Marcus pressed his lips thin. It was too easy to forget that it wasn’t Kit’s company now. Or his own. “I’ll talk to her about it as soon as—”

The dragon rose up on its hind legs, wings spread, and stretched its immense neck toward the forest with a hiss. Marcus held up his hand to Kit, and the old actor nodded. Marcus trotted back toward the water, uncomfortably aware of acting as a servant would when his master called but unable to respond otherwise.

“Enough of your whispers and muttering,” the dragon said. “I will not be treated with disrespect. Even now. Even if I have earned it.”

“Didn’t mean to keep you outside the circle,” Marcus said. “It’s just… well, we’re in the middle of the enemy’s land. Getting all you’ve told me back to the people who are standing against the spiders is going to be a bit of a trick.”

The dragon’s head drooped, the vast iris contracting as it focused upon him. The power of its regard was like the cold coming off ice.

“Why is that?” the dragon asked.

Making the harnesses took the better part of the morning, but the dragon was astonishingly deft and there was enough leather and cloth and steel to salvage from the ruined inn and stables, and from the players’ cart. Rope and leather and cloth made slings on each of the dragon’s legs, and then at the dragon’s instruction, they crawled into them. The scales Marcus pressed his body against were as wide as his palm and iridescent in the light. The warmth of the huge body was almost uncomfortable. He and Cary and Sandr had taken the left foreleg; Kit, Charlit Soon, and Mikel the right. Smit and Hornet had each strapped onto one of the rear legs.

“I wish we could take the cart,” Sandr said. “All the props. All the costumes. I’ve grown up in that cart. It’s like a part of the company.”

“We’ll make another,” Cary said. “And there are plenty of pieces we can play from the ground.”

“It won’t be the same,” Sandr said.

Inys shifted, swiveling his head down to consider them. Sandr went quiet, but everything he’d said had been heard. “Better men have lost more,” the dragon said, and then to Marcus. “You are ready?”

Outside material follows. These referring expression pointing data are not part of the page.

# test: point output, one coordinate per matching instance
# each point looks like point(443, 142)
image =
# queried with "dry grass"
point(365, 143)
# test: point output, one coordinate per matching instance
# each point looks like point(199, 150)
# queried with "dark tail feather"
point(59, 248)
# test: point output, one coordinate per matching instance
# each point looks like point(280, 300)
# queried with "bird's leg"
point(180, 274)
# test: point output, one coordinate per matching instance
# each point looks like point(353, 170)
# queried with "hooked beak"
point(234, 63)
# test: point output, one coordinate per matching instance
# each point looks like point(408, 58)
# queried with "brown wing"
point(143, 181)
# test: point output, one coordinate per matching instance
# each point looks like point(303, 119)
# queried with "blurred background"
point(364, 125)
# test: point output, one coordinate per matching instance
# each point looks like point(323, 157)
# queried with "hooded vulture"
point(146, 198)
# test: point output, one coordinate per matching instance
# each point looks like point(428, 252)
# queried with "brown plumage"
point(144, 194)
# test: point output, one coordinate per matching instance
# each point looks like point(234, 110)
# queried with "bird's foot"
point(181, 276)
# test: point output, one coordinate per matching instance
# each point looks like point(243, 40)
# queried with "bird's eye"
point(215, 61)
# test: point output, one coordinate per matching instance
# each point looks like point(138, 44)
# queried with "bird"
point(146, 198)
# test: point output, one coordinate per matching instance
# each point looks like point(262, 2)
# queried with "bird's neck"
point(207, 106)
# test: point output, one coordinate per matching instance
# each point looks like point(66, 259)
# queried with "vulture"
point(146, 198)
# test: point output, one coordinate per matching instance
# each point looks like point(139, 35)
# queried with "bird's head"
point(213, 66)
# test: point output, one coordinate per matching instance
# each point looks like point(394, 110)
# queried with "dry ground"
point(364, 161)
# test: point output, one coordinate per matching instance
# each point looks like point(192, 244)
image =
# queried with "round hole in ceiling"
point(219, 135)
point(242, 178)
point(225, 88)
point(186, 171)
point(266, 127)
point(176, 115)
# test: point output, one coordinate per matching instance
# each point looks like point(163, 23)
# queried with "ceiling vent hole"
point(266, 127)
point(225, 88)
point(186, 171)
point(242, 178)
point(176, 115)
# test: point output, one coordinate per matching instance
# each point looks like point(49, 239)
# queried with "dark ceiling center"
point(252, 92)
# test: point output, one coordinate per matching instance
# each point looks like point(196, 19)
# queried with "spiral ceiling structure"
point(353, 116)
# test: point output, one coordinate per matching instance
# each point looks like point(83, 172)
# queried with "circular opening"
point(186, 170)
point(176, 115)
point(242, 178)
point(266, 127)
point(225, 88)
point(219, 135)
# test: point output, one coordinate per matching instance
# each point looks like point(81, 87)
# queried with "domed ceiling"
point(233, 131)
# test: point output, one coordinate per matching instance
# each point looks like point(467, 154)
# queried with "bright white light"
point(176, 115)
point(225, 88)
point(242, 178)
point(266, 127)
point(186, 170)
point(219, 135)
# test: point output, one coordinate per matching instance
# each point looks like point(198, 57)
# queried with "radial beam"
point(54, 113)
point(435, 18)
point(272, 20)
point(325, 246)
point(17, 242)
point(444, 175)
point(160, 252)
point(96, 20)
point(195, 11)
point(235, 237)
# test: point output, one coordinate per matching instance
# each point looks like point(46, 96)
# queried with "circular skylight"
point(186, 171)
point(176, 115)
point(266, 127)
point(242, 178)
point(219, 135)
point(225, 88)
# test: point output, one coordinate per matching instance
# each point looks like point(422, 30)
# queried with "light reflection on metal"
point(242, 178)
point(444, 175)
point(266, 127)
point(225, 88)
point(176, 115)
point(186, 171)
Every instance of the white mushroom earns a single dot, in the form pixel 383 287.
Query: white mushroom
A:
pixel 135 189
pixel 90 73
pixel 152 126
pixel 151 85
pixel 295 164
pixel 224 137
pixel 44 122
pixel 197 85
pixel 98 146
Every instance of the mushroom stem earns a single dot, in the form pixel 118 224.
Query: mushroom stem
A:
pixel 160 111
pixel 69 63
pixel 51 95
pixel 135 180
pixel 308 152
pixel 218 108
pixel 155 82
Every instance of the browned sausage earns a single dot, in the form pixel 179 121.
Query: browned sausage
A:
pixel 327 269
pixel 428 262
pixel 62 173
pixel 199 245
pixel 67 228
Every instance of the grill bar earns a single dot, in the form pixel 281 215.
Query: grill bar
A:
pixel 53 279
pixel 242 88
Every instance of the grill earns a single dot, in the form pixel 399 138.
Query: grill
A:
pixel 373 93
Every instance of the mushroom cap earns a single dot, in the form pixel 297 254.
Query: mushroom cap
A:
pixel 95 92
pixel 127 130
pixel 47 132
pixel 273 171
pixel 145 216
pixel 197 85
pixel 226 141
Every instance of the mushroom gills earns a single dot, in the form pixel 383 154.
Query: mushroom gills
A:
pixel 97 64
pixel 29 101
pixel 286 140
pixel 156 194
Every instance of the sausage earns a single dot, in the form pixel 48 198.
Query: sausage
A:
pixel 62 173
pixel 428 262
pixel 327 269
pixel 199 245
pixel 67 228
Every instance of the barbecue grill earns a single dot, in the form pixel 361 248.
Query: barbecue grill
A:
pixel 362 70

“No, but waiting won’t help.”

He thought he saw a bleak amusement in the vast eye, and then the leg he was strapped to tensed and shifted. The wings unfurled with a sound like sailcloth in a high wind. The last dragon took to the sky, and Marcus held on to the straps, his mind reeling as the wrecked inn and the ruined cart, the brook and the trees, the world as he’d known it, receded.

They flew.

Geder

Geder leaned forward, his elbows on the table, like a magistrate at a trial. The peasant man kneeling on the floor below him looked up, then bowed his head, then looked up again. The risers on either side of the room were filled with Geder’s private guard, and Basrahip lurked behind the man where Geder could see him and the prisoner could not. Only this was not a prisoner. He had to keep reminding himself of that. The urge to throw the man in chains, have him whipped, have him thrown off the Prisoner’s Span churned in Geder’s guts. It was an effort to remember that the man had done nothing wrong.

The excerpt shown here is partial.